Once upon a time there was a very arrogant man who did something very stupid. Without proper preparation or shielding, he took his friends through a wave of radiation that made them all something other than human. His guilt was unbearable... and deserved. These were the people he loved, and he'd destroyed their lives. Thanks to him, they were fated to be freaks... lab specimens or worse...

...unless he changed that fate somehow. Unless he made the world see them for what they were: three of the best and bravest people anyone could hope to meet. So he refused to let them operate in secret. He gave them a home in a city of eight million. And he gave them costumes. And a flying car. And encouraged them to parade around with some pretty outlandish names.

"Mr. Fantastic." Does that sound like something anyone would really want to call themselves? No. But that's the kind of thing that made headlines. And t-shirts. And action figures. He knew that would keep people from fearing them. You see, glamour and fame weren't options. They were necessities. Because maybe by turning his friends into celebrities...

...he could be forgiven for taking their normal lives away.

Someday?

posted by justsomebodythatyouusedtoknow at 3:12 PM on August 9, 2011 [4 favorites]


Reed goes by Mister because he's not a self-aggrandizing jerk to the extent that Doom is (no matter how he was written in Civil War, or was he really a Skrull? I wasn't paying attention).
posted by Eideteker at 3:38 PM on August 9, 2011


Sangermaine, I hope you don't think I'm trying to undermine your awe at the 50+ year sagas that are the Marvel and DC Universes by pointing out that the Bible and the sum total of Greek & Roman Mythology are the only comparable things I know of.
posted by straight at 4:00 PM on August 9, 2011 [1 favorite]


235w103, that sort of perspective-changing retcon, where you are able to dramatically revise and make sense of a previous story by adding new information without actually changing or ignoring the original is one of my favorite things in comics, when done right.

Frank Miller's explanation of the big yellow bat symbol on Batman's chest is another excellent, if smaller, example. Earth X / Universe X / Paradise X is the most out-of-control insane-but-not-stupid example.

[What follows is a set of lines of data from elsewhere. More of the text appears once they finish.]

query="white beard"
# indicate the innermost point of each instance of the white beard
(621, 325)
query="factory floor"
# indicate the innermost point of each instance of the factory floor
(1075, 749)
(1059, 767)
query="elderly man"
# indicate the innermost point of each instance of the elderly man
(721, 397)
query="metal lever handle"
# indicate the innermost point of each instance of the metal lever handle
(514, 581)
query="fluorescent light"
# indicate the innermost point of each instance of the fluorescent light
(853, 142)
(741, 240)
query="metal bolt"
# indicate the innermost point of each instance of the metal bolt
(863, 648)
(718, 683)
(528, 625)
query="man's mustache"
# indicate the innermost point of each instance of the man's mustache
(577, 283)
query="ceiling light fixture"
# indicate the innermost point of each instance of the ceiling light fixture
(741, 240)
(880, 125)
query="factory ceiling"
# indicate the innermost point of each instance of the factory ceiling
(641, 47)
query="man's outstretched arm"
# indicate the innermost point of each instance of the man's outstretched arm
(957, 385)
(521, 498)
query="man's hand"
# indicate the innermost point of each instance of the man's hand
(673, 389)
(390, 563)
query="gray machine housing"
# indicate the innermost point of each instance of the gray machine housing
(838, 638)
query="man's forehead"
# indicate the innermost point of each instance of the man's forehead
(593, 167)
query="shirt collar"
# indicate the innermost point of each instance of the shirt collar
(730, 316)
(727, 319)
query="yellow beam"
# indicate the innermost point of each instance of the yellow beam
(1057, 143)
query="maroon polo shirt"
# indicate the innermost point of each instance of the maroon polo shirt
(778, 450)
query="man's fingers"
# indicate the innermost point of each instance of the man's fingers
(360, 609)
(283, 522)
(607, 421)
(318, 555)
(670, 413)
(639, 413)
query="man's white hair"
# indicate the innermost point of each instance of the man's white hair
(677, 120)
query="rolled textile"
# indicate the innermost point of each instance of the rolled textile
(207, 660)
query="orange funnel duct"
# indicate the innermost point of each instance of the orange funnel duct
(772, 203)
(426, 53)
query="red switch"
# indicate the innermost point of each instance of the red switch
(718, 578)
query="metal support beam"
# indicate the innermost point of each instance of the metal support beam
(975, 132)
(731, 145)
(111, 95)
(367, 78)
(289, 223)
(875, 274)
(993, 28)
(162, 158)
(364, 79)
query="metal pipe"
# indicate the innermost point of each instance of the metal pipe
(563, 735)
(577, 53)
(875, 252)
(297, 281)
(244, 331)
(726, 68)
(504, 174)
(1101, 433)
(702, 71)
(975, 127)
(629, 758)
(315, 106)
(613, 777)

I dislike a lot of Waid's stuff, but sometimes he can really work that magic like he does there with Reed.
posted by straight at 4:10 PM on August 9, 2011


Sangermaine, I hope you don't think I'm trying to undermine your awe at the 50+ year sagas that are the Marvel and DC Universes by pointing out that the Bible and the sum total of Greek & Roman Mythology are the only comparable things I know of.

Actually, it's more common than you think -- there are loads of long-running story cycles that various people have tried their hands at -- King Arthur comes to mind, The Water Margin from China, the idea of the "Wild West" in the US... I expect every culture with a written tradition eventually produces one of these. Heck, even Sherlock Holmes matches the general trend, although the non-canon pieces don't necessarily mesh well with each other). Comics seem lusher because the time period we are looking at is contracted -- we are talking a few decades rather than centuries.
posted by GenjiandProust at 4:14 PM on August 9, 2011


There was a group of tragic/evil Fantastic Four expys in Batman Beyond.
posted by Lovecraft In Brooklyn at 4:36 PM on August 9, 2011


Yeah, Waid's retelling of the origin is fantastic.

That panel with Ben smashing the desk and saying that he's no coward is repeated a lot in the early retellings, but gets dropped later on. I've never thought of that as an iconic part of the origin, but I guess that it used to be. Has anyone ever picked up on that facet of Ben's character for a storyline? Ben should have a pretty complex relationship with cowardice and bravery, given that trying to be brave turned him into a monster.